= Object Query Language =

Query language for object-oriented databases

Object Query Language (OQL) is a query language standard for object-oriented databases modeled after SQL and developed by the Object Data Management Group (ODMG). Because of its overall complexity the complete OQL standard has not yet been fully implemented in any software.

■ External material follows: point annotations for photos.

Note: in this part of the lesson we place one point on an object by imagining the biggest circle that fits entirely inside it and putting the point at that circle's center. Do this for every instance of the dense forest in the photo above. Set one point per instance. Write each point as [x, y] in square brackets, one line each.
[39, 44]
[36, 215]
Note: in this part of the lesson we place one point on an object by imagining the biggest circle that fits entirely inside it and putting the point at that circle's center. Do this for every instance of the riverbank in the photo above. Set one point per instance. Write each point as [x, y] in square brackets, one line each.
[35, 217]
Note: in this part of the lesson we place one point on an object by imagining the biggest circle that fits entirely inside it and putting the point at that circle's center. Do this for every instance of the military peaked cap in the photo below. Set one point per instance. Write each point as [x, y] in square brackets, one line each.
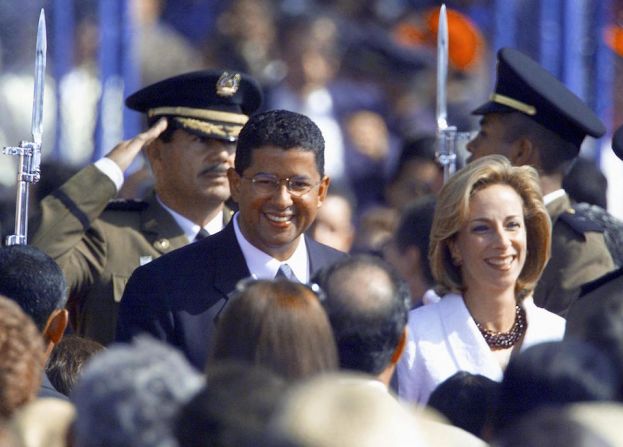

The OQL standard influenced the design of later query languages such as JDOQL and EJB QL, though none are considered to be any version of OQL.

==General rules==
The following rules apply to OQL statements:
- All complete statements must be terminated by a semi-colon.
- A list of entries in OQL is usually separated by commas but not terminated by a comma.
- Strings of text are enclosed by matching quotation marks.

==Examples==
===Simple query===
The following example illustrates how one might retrieve the CPU-speed of all PCs with more than 64MB of RAM from a fictional PC database:

SELECT pc.cpuspeed
FROM PCs pc
WHERE pc.ram > 64;

===Query with grouping and aggregation===
The following example illustrates how one might retrieve the average amount of RAM on a PC, grouped by manufacturer:

SELECT manufacturer, AVG(SELECT part.pc.ram FROM partition part)
FROM PCs pc
GROUP BY manufacturer: pc.manufacturer;

Note the use of the keyword partition, as opposed to aggregation in traditional SQL.